CONVERSA POLÍTICA
MPC defende multa à prefeita de Rio Tinto por irregularidades em contratos sem licitação
Entre 2021 e 2024, os gastos chegaram a R$ 692,4 mil, um aumento de 518% em comparação com a gestão anterior.
Publicado em 02/03/2026 às 17:58

O Ministério Público de Contas da Paraíba (MPC) opinou pela procedência parcial de uma denúncia contra a Prefeitura de Rio Tinto, no Litoral Norte da Paraíba, por excesso de gastos com a locação de tendas, mesas e cadeiras sem licitação. O caso tramita no Tribunal de Contas do Estado da Paraíba (TCE-PB).
A denúncia foi apresentada por um cidadão e aponta supostas irregularidades na contratação direta desses serviços durante a gestão da prefeita Magna Gerbasi.

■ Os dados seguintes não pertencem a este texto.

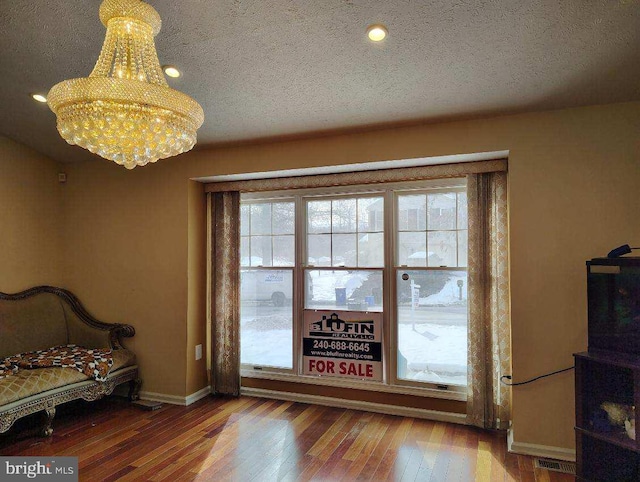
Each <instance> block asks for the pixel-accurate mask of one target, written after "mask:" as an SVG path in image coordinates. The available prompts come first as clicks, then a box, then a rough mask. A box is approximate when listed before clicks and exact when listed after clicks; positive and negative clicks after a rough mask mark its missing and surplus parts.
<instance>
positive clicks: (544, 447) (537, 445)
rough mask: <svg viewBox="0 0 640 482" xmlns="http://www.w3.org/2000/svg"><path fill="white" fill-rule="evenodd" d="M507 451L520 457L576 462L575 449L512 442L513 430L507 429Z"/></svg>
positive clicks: (520, 442) (512, 436)
mask: <svg viewBox="0 0 640 482" xmlns="http://www.w3.org/2000/svg"><path fill="white" fill-rule="evenodd" d="M507 450H508V451H509V452H512V453H515V454H521V455H532V456H534V457H544V458H548V459H556V460H565V461H567V462H575V461H576V451H575V449H567V448H564V447H553V446H550V445H538V444H530V443H525V442H516V441H514V440H513V429H509V431H508V434H507Z"/></svg>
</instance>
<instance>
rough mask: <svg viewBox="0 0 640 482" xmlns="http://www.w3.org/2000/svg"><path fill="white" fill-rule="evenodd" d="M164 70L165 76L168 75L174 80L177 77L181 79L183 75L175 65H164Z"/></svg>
mask: <svg viewBox="0 0 640 482" xmlns="http://www.w3.org/2000/svg"><path fill="white" fill-rule="evenodd" d="M162 70H164V73H165V74H167V75H168V76H169V77H173V78H174V79H175V78H177V77H180V75H181V74H180V71H179V70H178V69H176V68H175V67H174V66H173V65H163V66H162Z"/></svg>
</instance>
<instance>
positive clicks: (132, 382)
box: [129, 378, 142, 402]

Gastos representam aumento de 518% em comparação com a gestão anterior
Segundo a auditoria do TCE-PB, houve fracionamento de despesas e falta de planejamento, com uso repetido de dispensas de licitação para a contratação de bens comuns e de demanda previsível.
Entre 2021 e 2024, os gastos chegaram a R$ 692,4 mil, um aumento de 518% em comparação com a gestão anterior.
A área técnica apontou que mais de 90% das despesas ocorreram por dispensa de licitação, acima dos limites legais previstos na antiga Lei nº 8.666/1993 e na nova Lei de Licitações, a Lei nº 14.133/2021.
Para os auditores, a prática afastou o dever de licitar e impediu que o município obtivesse economia de escala.
Nos autos, a defesa da prefeita alegou que as contratações foram feitas por secretarias diferentes, o que afastaria a soma dos valores. O argumento, porém, foi rejeitado.
A auditoria afirmou que todos os empenhos partiram da mesma unidade gestora, a Prefeitura, com a prefeita como ordenadora de despesas, o que exige o somatório dos valores para verificar o limite legal.
A auditoria também apontou a falta de detalhamento nos empenhos, com descrições genéricas que não indicavam quantidades nem períodos de locação, o que dificultou a comprovação da prestação dos serviços.
MPC afasta acusação de nepotismo
A acusação de nepotismo, no entanto, não prosperou. O MPC concluiu que não houve provas de favorecimento familiar.
Diante das falhas apontadas, o parecer do procurador Bradson Camelo defende a aplicação de multa à prefeita. O documento também recomenda que a gestão adote o Plano de Contratações Anual e passe a realizar licitações, de preferência por pregão, para serviços contínuos e comuns.
O processo ainda será julgado pelo Tribunal de Contas.